К тому же ранние песни были построены на аккомпанементе его гитары. Если вернуться к собственным песням Леонарду оказалось сравнительно легко, играть на гитаре было труднее; он так давно не брал в руки инструмент, что ему даже пришлось поменять на нём струны. Он говорил, что только ценой долгих усердных упражнений «снова научился [своему] приёму» — приёму, давшему жизнь «Suzanne», песне, которую он и теперь оставил в своём первозданном виде. Вообще же, если Леонард на чём-то играл, то это чаще всего был синтезатор, и он со смиренным поклоном принимал аплодисменты, которыми публика встречала его квазиторжественные, сыгранные одним пальцем соло. А чаще всего он просто пел — иногда как богомолец, низко склонив голову над руками, обхватившими микрофон, иногда как шоумен, небрежно перебросив через руку микрофонный шнур, опускаясь на колени, разговаривая с публикой языком тщательно срежиссированных жестов и поз — виртуозно и грациозно танцуя на грани между честным отношением к себе, иронией и эмоциональной искренностью.
Его группа играла мягко, элегантно, безукоризненно точно, лёгким звуком, на низкой громкости. «Мы называли себя самой тихой группой в мире, — говорит Роско Бек, — или, по крайней мере, самой тихой группой с электрифицированными инструментами.
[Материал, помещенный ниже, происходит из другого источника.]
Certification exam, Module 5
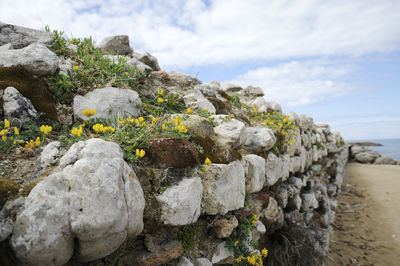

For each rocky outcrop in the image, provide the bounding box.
[0,21,53,48]
[10,139,145,265]
[3,86,37,122]
[98,35,133,56]
[349,144,398,165]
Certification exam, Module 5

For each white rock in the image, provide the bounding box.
[193,257,213,266]
[183,89,216,114]
[0,43,58,76]
[301,193,319,212]
[211,242,234,264]
[241,86,264,97]
[213,118,246,149]
[375,156,398,165]
[286,131,302,156]
[11,139,145,264]
[169,71,201,85]
[299,114,313,130]
[39,141,61,169]
[194,84,216,97]
[3,86,37,122]
[256,220,266,234]
[220,83,242,94]
[0,21,53,48]
[266,101,282,113]
[73,87,142,121]
[265,153,291,186]
[241,154,266,193]
[98,35,133,56]
[243,127,276,153]
[200,161,245,215]
[251,97,268,113]
[354,151,380,164]
[178,257,194,266]
[156,178,203,226]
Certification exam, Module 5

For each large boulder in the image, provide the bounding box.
[243,127,276,153]
[3,86,37,122]
[11,139,145,264]
[374,156,398,165]
[73,87,142,121]
[212,116,246,149]
[265,153,291,186]
[199,161,245,215]
[354,150,380,164]
[183,89,216,114]
[0,43,58,76]
[98,35,133,56]
[156,178,203,225]
[0,21,53,48]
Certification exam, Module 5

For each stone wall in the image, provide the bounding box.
[0,22,349,266]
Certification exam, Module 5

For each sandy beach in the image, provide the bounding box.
[327,163,400,265]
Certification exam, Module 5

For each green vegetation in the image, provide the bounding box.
[176,224,201,255]
[230,95,241,107]
[0,178,20,207]
[45,27,145,103]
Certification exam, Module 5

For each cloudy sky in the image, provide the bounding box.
[1,0,400,140]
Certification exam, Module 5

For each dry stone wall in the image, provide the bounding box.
[0,22,349,266]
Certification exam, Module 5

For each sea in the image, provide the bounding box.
[348,139,400,161]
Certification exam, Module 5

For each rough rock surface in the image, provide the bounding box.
[148,138,200,168]
[241,154,266,193]
[265,153,291,186]
[199,161,245,215]
[211,241,234,264]
[183,89,216,114]
[11,139,145,265]
[133,51,161,71]
[0,21,53,48]
[211,216,239,238]
[213,116,246,149]
[98,35,133,56]
[39,141,61,169]
[354,151,380,164]
[73,87,142,121]
[3,86,37,122]
[156,178,203,225]
[243,127,276,153]
[0,43,58,76]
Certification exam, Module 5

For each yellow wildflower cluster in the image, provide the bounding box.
[71,126,83,137]
[40,125,53,135]
[92,124,115,133]
[204,157,211,166]
[252,214,258,225]
[25,137,41,148]
[156,89,165,104]
[234,248,268,266]
[252,105,258,115]
[4,119,10,128]
[187,108,193,114]
[136,148,145,158]
[172,116,188,133]
[83,108,96,117]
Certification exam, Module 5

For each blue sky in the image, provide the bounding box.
[1,0,400,140]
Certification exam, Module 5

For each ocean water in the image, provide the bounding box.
[350,139,400,161]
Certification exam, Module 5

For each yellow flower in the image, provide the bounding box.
[157,97,164,103]
[288,121,292,125]
[204,157,211,166]
[14,127,19,135]
[71,126,83,137]
[157,89,164,96]
[187,108,193,114]
[35,137,40,146]
[125,72,129,76]
[83,108,96,117]
[234,240,239,246]
[235,257,242,263]
[289,139,295,144]
[0,129,8,136]
[4,119,10,128]
[178,124,187,133]
[252,214,258,225]
[2,135,6,142]
[248,255,256,265]
[40,125,52,135]
[162,124,167,131]
[92,124,104,133]
[136,149,145,158]
[262,248,268,258]
[73,66,79,71]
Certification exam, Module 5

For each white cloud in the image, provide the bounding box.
[0,0,399,68]
[229,60,357,107]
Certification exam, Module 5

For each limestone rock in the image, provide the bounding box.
[299,114,314,130]
[220,83,242,94]
[354,151,380,164]
[265,153,291,186]
[11,139,145,264]
[301,193,319,212]
[73,87,142,121]
[133,51,161,71]
[39,141,60,169]
[350,145,364,155]
[194,84,216,97]
[211,216,239,238]
[183,89,216,114]
[259,197,283,230]
[178,257,194,266]
[199,161,245,215]
[3,86,37,122]
[169,71,201,86]
[213,116,246,149]
[251,97,268,113]
[98,35,133,56]
[241,154,266,193]
[193,258,212,266]
[0,21,53,48]
[211,242,234,264]
[266,101,282,113]
[241,86,264,97]
[183,115,215,140]
[148,138,200,168]
[0,43,58,76]
[156,178,203,226]
[374,156,398,165]
[243,127,276,153]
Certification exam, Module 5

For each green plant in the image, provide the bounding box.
[230,95,241,107]
[315,141,323,150]
[177,224,200,255]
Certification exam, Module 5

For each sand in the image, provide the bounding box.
[326,163,400,266]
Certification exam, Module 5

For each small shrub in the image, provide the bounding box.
[177,224,201,255]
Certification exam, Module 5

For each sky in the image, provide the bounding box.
[1,0,400,140]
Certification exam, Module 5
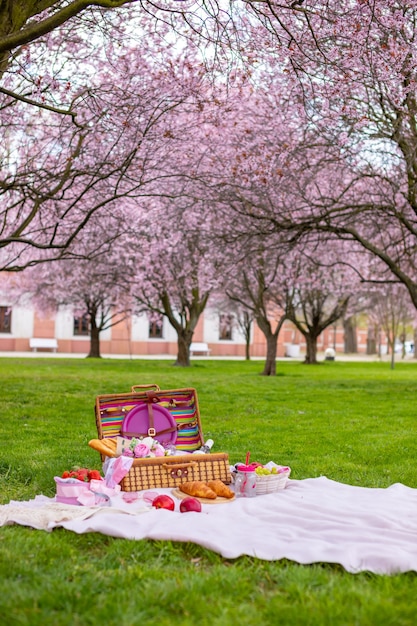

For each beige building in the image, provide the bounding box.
[0,298,372,358]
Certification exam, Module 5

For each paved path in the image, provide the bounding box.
[0,351,415,363]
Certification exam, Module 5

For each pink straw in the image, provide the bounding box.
[245,451,251,466]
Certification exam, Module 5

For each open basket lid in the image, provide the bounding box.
[121,403,177,445]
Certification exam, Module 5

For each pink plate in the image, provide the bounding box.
[121,403,177,445]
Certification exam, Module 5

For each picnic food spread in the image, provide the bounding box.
[54,383,291,505]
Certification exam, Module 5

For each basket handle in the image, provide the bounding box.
[162,460,197,479]
[162,461,197,470]
[131,384,161,392]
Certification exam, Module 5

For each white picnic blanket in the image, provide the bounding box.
[1,476,416,575]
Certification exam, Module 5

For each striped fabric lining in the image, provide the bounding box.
[96,390,203,451]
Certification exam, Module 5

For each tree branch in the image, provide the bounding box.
[0,86,82,125]
[0,0,137,55]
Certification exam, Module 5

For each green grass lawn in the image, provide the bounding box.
[1,357,416,625]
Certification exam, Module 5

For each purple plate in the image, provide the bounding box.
[121,403,177,445]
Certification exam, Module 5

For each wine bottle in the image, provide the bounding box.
[192,439,214,454]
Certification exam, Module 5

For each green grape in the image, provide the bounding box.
[256,466,275,476]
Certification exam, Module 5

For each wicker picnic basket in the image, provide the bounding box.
[119,452,231,491]
[94,384,231,491]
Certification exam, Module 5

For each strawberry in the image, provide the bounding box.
[60,467,101,482]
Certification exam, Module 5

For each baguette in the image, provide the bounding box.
[103,437,117,451]
[88,438,117,457]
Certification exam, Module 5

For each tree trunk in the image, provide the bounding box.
[414,327,417,360]
[174,332,192,367]
[343,317,357,353]
[160,290,209,367]
[366,326,377,355]
[304,334,318,364]
[261,332,278,376]
[87,324,101,358]
[239,311,252,361]
[243,314,252,360]
[389,338,395,369]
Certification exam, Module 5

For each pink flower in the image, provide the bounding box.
[134,443,150,458]
[153,444,165,457]
[122,448,134,457]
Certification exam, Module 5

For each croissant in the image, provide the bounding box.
[207,479,234,499]
[179,481,217,499]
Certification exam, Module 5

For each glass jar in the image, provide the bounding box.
[234,466,257,497]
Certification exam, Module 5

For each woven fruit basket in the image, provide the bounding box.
[255,468,291,495]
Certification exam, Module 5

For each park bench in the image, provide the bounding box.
[190,342,211,356]
[29,338,58,352]
[285,344,301,358]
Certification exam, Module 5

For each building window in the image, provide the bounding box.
[73,313,89,336]
[219,313,233,340]
[0,306,11,333]
[149,315,163,338]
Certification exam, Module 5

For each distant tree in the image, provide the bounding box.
[12,216,134,357]
[131,198,228,367]
[368,284,415,370]
[341,293,372,355]
[210,294,255,361]
[283,240,357,364]
[222,236,290,376]
[231,305,254,361]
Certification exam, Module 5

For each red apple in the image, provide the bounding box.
[180,497,202,513]
[152,495,175,511]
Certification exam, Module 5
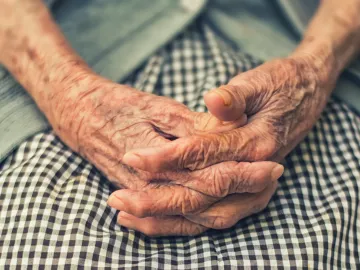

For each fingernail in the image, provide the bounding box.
[107,193,125,209]
[207,89,232,107]
[123,152,144,168]
[271,164,284,181]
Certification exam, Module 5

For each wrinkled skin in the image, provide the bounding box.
[47,74,282,223]
[1,0,357,238]
[110,55,337,236]
[109,179,278,236]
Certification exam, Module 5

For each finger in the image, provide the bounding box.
[167,161,283,195]
[185,180,278,229]
[189,111,247,134]
[117,212,208,237]
[204,67,272,122]
[85,126,168,185]
[145,95,246,138]
[107,161,283,217]
[157,110,247,138]
[122,120,277,172]
[107,186,218,217]
[204,85,247,122]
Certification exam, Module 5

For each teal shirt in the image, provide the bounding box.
[0,0,359,161]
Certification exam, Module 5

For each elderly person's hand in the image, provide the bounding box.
[51,73,284,221]
[108,178,279,236]
[108,0,360,236]
[0,0,284,237]
[122,55,336,171]
[47,73,245,189]
[112,52,337,235]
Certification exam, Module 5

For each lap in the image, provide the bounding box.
[1,21,359,269]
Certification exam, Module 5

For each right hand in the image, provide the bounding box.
[48,73,283,216]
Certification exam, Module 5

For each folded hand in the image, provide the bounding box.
[114,56,334,236]
[46,73,283,235]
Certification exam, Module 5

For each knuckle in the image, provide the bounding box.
[179,191,207,215]
[232,162,270,193]
[186,224,207,236]
[230,130,253,160]
[142,224,160,237]
[181,199,199,216]
[132,202,152,218]
[169,190,191,215]
[236,163,255,192]
[191,167,232,197]
[179,139,208,170]
[210,169,231,197]
[221,132,240,160]
[210,215,236,230]
[237,164,269,193]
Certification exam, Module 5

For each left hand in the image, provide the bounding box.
[109,55,337,236]
[122,55,336,169]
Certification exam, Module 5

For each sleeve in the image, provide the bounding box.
[276,0,360,95]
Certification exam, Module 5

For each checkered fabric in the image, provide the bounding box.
[1,21,360,269]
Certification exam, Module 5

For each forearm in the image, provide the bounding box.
[0,0,91,117]
[290,0,360,81]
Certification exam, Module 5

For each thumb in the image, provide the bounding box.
[204,79,264,122]
[204,84,247,122]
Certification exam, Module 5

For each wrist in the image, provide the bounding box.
[290,0,360,81]
[39,65,97,123]
[289,41,340,88]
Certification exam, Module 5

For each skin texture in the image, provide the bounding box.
[110,55,333,235]
[113,180,278,237]
[1,0,360,236]
[110,0,360,235]
[0,0,284,235]
[48,74,284,214]
[122,56,335,171]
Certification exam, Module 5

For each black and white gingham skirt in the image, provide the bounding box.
[1,21,360,269]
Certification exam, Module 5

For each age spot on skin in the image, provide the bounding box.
[27,48,39,61]
[43,75,50,83]
[4,28,14,38]
[10,55,17,65]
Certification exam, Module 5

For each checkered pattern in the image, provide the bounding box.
[1,21,360,269]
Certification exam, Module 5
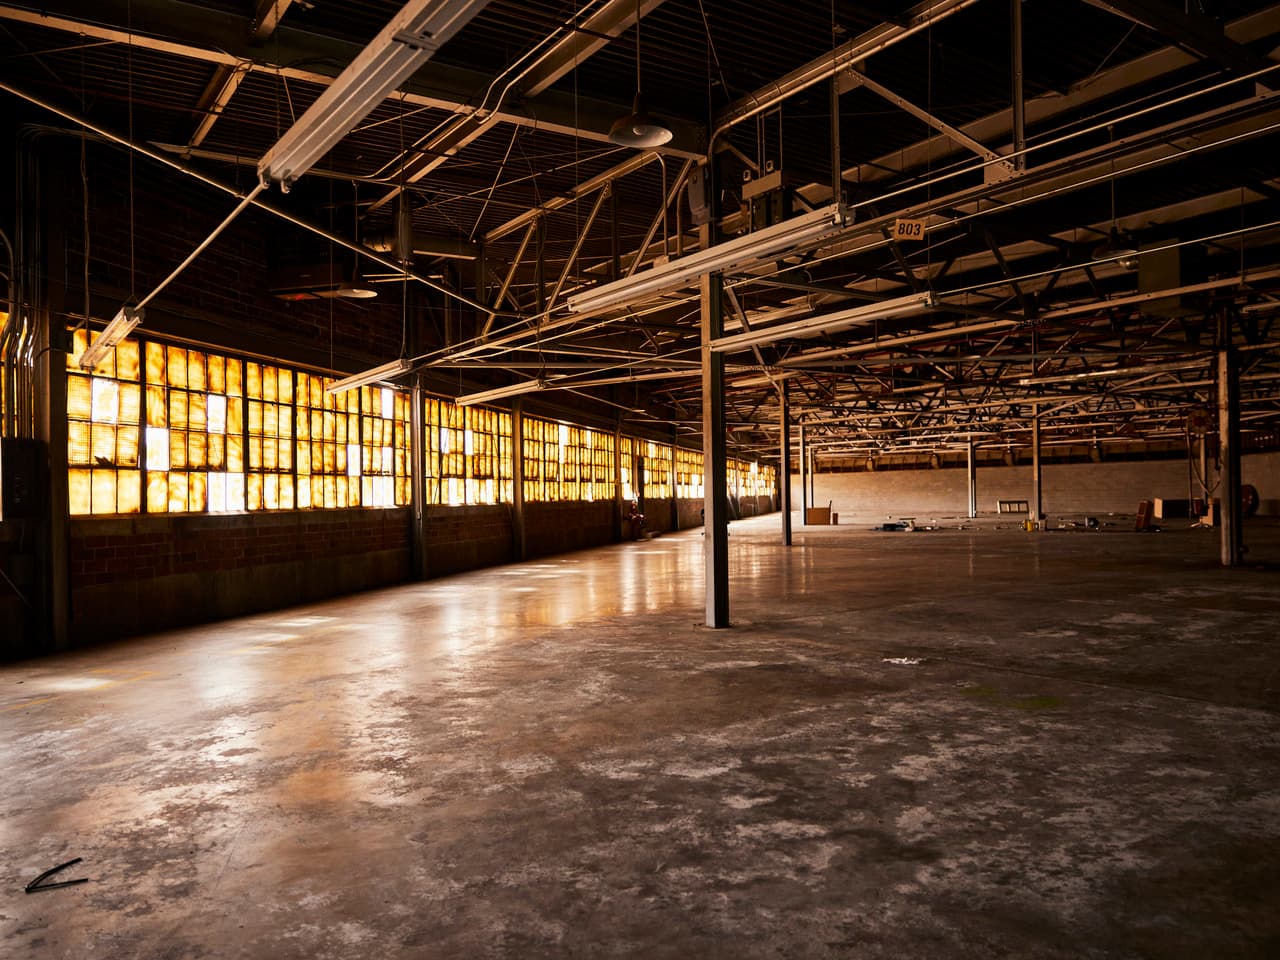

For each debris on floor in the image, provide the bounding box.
[25,857,89,894]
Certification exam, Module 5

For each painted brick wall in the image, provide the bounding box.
[525,501,616,558]
[792,451,1280,523]
[69,508,411,641]
[424,504,514,576]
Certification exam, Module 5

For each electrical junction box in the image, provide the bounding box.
[0,438,45,521]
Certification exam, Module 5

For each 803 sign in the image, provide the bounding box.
[892,218,926,241]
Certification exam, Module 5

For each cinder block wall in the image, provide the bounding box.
[424,504,514,576]
[69,508,411,642]
[525,501,617,558]
[792,451,1280,522]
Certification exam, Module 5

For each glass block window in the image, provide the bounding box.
[244,362,295,511]
[296,373,357,509]
[642,439,673,501]
[523,416,614,503]
[143,343,245,513]
[521,416,554,502]
[359,386,409,507]
[675,447,704,499]
[584,427,615,503]
[69,327,412,516]
[619,436,634,502]
[67,329,142,515]
[423,397,512,505]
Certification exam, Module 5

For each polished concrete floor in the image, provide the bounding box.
[3,515,1279,958]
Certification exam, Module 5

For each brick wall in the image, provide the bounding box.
[424,504,514,575]
[69,508,411,641]
[525,501,616,558]
[792,451,1280,523]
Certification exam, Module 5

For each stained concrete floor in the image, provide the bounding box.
[2,515,1279,958]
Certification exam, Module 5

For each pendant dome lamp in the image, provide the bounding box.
[1093,128,1139,271]
[608,0,672,149]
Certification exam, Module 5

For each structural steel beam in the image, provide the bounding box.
[518,0,666,98]
[1084,0,1278,82]
[712,0,981,138]
[0,0,704,156]
[251,0,293,40]
[828,5,1280,191]
[844,68,1008,167]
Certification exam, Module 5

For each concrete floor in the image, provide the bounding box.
[3,515,1279,958]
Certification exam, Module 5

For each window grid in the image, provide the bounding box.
[144,342,246,514]
[296,373,358,509]
[67,329,142,515]
[423,397,512,505]
[675,447,704,499]
[359,386,409,507]
[642,440,673,501]
[620,437,635,502]
[522,417,614,503]
[245,362,295,511]
[69,328,412,516]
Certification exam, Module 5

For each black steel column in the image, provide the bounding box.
[410,381,427,579]
[798,423,807,523]
[1217,314,1243,565]
[967,437,978,518]
[779,383,792,546]
[511,397,527,562]
[701,242,729,628]
[1031,408,1043,529]
[612,413,623,541]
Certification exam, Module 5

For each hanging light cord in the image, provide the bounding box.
[634,0,642,99]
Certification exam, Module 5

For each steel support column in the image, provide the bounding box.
[967,437,978,518]
[1031,408,1043,528]
[613,413,623,541]
[410,380,427,579]
[670,430,680,531]
[512,397,527,562]
[701,232,730,628]
[1217,316,1244,565]
[798,423,808,522]
[780,384,792,546]
[40,163,71,650]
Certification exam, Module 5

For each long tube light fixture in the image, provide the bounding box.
[325,358,413,395]
[258,0,490,192]
[710,291,936,353]
[1016,358,1209,387]
[457,367,704,407]
[78,306,144,371]
[565,204,848,315]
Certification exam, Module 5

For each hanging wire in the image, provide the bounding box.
[127,0,136,302]
[79,37,89,334]
[693,0,728,106]
[398,90,409,361]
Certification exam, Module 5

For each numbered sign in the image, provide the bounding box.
[893,218,926,241]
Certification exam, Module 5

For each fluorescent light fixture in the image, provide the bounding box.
[325,358,413,395]
[456,367,704,407]
[710,291,935,353]
[1016,358,1208,387]
[566,204,848,315]
[78,306,143,370]
[258,0,490,191]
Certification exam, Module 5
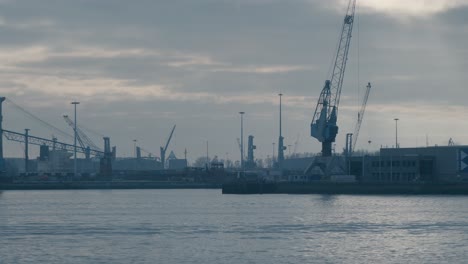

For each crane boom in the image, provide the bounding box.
[164,125,176,152]
[160,125,176,169]
[63,115,88,154]
[351,82,371,154]
[310,0,356,156]
[63,115,101,151]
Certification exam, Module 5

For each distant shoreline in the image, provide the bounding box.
[222,182,468,195]
[0,181,221,190]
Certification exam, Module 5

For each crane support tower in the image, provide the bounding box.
[310,0,357,157]
[351,82,371,154]
[246,135,256,169]
[100,137,112,178]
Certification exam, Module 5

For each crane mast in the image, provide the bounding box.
[310,0,356,157]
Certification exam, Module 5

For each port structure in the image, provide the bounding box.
[310,0,356,157]
[0,97,110,177]
[3,129,105,157]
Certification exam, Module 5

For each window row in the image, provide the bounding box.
[371,160,417,168]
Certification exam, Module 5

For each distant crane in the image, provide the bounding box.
[63,115,102,156]
[160,125,176,169]
[310,0,356,157]
[139,146,154,158]
[236,137,245,162]
[351,82,372,154]
[292,134,300,157]
[236,138,242,156]
[448,138,455,146]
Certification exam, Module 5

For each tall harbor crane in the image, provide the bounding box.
[310,0,356,157]
[160,125,176,169]
[351,82,371,154]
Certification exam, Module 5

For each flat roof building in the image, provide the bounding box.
[352,145,468,183]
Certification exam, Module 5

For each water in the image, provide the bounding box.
[1,190,468,264]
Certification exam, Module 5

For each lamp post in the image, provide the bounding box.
[394,118,399,148]
[239,112,245,171]
[71,101,80,179]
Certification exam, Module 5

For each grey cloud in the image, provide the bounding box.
[0,0,467,157]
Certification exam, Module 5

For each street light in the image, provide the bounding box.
[239,112,245,171]
[71,101,80,179]
[394,118,399,148]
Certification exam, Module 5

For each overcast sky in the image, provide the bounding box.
[1,0,467,162]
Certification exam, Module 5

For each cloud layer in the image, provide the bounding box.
[0,0,467,161]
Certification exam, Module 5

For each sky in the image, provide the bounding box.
[0,0,467,163]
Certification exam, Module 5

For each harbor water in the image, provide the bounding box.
[1,189,468,263]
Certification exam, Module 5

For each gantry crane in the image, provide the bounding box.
[3,129,104,156]
[310,0,356,157]
[351,82,371,154]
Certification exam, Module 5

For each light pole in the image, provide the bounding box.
[71,101,80,179]
[394,118,399,148]
[239,112,245,171]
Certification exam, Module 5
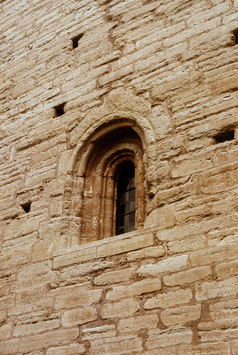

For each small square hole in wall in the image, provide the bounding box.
[232,29,238,45]
[72,33,84,49]
[54,103,65,117]
[21,201,31,213]
[214,128,235,143]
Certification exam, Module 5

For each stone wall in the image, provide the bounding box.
[1,0,238,354]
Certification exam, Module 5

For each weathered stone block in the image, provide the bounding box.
[161,304,201,326]
[0,339,19,355]
[19,328,79,353]
[127,245,165,261]
[144,289,193,310]
[97,232,153,258]
[94,267,133,285]
[53,285,103,310]
[195,277,238,301]
[138,255,188,277]
[146,327,193,349]
[144,205,175,230]
[178,342,231,355]
[215,260,238,280]
[118,314,158,332]
[101,298,140,319]
[53,246,97,269]
[82,325,116,340]
[163,266,212,286]
[0,324,13,341]
[89,334,143,355]
[46,343,85,355]
[13,319,60,337]
[61,306,97,327]
[190,244,238,267]
[144,348,177,355]
[106,277,162,301]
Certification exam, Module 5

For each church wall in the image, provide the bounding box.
[1,0,238,353]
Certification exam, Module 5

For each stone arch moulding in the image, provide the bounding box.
[62,89,156,245]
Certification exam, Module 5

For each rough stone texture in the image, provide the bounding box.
[1,0,238,353]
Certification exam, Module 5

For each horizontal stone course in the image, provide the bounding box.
[144,288,193,310]
[19,328,79,353]
[106,277,162,300]
[146,327,193,349]
[178,342,231,355]
[195,276,238,301]
[89,334,143,355]
[46,343,85,355]
[97,232,154,258]
[163,266,212,286]
[53,285,103,310]
[118,314,158,333]
[61,306,97,327]
[161,304,201,326]
[137,255,188,277]
[94,267,133,285]
[100,297,140,319]
[82,325,116,340]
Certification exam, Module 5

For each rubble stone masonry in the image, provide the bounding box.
[1,0,238,354]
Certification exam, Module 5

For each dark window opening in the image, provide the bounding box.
[232,29,238,45]
[54,103,65,117]
[72,33,84,49]
[21,201,31,213]
[214,128,235,143]
[116,164,135,235]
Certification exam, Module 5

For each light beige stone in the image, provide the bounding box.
[127,245,165,261]
[106,277,162,300]
[101,298,140,319]
[215,260,238,280]
[163,266,212,286]
[97,232,154,258]
[94,267,133,285]
[195,276,238,301]
[161,304,201,326]
[190,244,238,267]
[82,325,116,340]
[144,289,193,310]
[47,343,85,355]
[0,339,19,355]
[144,348,177,355]
[89,334,143,355]
[199,328,238,343]
[53,246,97,269]
[178,342,231,355]
[231,340,238,355]
[118,314,158,332]
[19,328,79,353]
[53,285,103,310]
[144,205,175,230]
[13,319,60,337]
[146,327,193,349]
[138,255,188,277]
[0,324,13,341]
[61,306,97,327]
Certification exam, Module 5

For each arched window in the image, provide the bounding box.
[116,163,135,235]
[79,125,145,244]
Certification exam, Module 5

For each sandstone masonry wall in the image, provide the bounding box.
[1,0,238,354]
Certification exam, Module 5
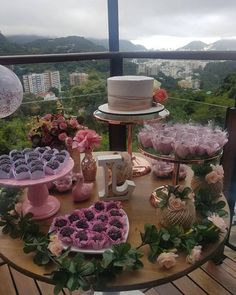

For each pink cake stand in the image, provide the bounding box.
[0,158,74,220]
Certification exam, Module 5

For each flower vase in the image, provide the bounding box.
[156,198,196,230]
[191,175,223,200]
[69,148,81,174]
[81,150,97,182]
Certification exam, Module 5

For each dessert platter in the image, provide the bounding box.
[49,201,129,254]
[0,147,74,219]
[138,122,227,185]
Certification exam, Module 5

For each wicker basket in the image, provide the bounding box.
[156,198,196,230]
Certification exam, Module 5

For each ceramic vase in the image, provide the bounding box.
[69,148,81,173]
[81,150,97,182]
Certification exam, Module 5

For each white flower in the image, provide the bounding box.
[48,234,63,257]
[186,245,202,264]
[157,252,178,269]
[208,213,227,232]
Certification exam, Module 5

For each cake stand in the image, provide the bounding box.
[94,106,169,177]
[0,158,74,220]
[139,146,223,206]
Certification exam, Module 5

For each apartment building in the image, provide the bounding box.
[69,72,89,86]
[23,71,61,94]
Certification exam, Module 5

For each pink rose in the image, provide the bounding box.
[69,118,79,129]
[157,252,178,269]
[153,89,168,103]
[212,164,224,178]
[208,213,227,232]
[168,195,186,211]
[205,171,220,184]
[59,122,67,130]
[65,136,73,147]
[48,235,63,257]
[43,114,52,121]
[58,132,67,141]
[186,245,202,264]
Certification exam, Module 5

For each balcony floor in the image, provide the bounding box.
[0,246,235,295]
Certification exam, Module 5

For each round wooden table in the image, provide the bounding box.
[0,153,230,292]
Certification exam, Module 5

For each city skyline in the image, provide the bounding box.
[1,0,236,50]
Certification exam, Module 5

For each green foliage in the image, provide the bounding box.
[195,192,227,217]
[0,187,21,215]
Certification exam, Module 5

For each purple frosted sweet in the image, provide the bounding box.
[12,154,25,162]
[83,209,95,221]
[35,146,50,155]
[106,201,121,211]
[109,209,124,217]
[56,150,70,160]
[152,160,173,178]
[0,158,11,165]
[59,226,76,245]
[75,218,90,230]
[53,155,66,166]
[96,212,109,223]
[25,151,39,160]
[22,148,33,155]
[51,216,69,232]
[30,165,45,180]
[9,150,22,159]
[13,159,27,168]
[89,232,110,250]
[29,160,44,168]
[67,211,83,224]
[93,201,106,212]
[45,160,60,175]
[137,130,154,148]
[107,226,125,243]
[41,154,53,162]
[13,165,30,180]
[108,216,127,230]
[0,154,10,161]
[0,164,11,179]
[72,230,90,248]
[91,221,107,233]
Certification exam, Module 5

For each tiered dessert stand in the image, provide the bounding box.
[139,146,223,185]
[94,103,169,177]
[139,145,223,206]
[0,158,74,220]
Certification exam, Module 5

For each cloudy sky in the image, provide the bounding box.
[1,0,236,49]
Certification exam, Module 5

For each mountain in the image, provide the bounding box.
[209,39,236,50]
[7,34,47,44]
[89,38,146,51]
[25,36,107,54]
[178,41,208,51]
[0,33,30,55]
[178,39,236,51]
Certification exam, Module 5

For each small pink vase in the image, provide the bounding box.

Мы следили за тем, чтобы в центре внимания всегда оставался голос Леонарда и чтобы публика слышала каждое слово». При этом Леонард не забывал давать место музыкантам. Отступив в тень, он смотрел на них — забыв обо всём, прижав к сердцу шляпу, наравне с публикой восхищаясь тем, как Хавьер Мас играет на лауде или двенадцатиструнной гитаре, как Шэрон Робинсон поёт вступление к «Boogie Street», — как будто сам впервые слышал это великолепие и почтительно склонялся перед ним. В тот вечер они, с небольшим перерывом, играли почти три часа — а ведь мало от кого можно ждать трёхчасовых концертов, и уж точно не от семидесятилетнего старика, который уже лет пятнадцать как не пел на публике больше пары песен подряд. Сын Леонарда, Адам, пытался убедить его не играть больше полутора часов, но Леонард и слышать об этом не хотел. Что самое примечательное, он, по-видимому, получал от концерта удовольствие. Это было не просто облегчение от того, что репетировали не зря, что группа играет как надо, что публика счастлива его видеть. Это было что-то более глубокое. Здесь происходил какой-то необходимый ритуал, обмен дарами, важное совместное переживание для всех.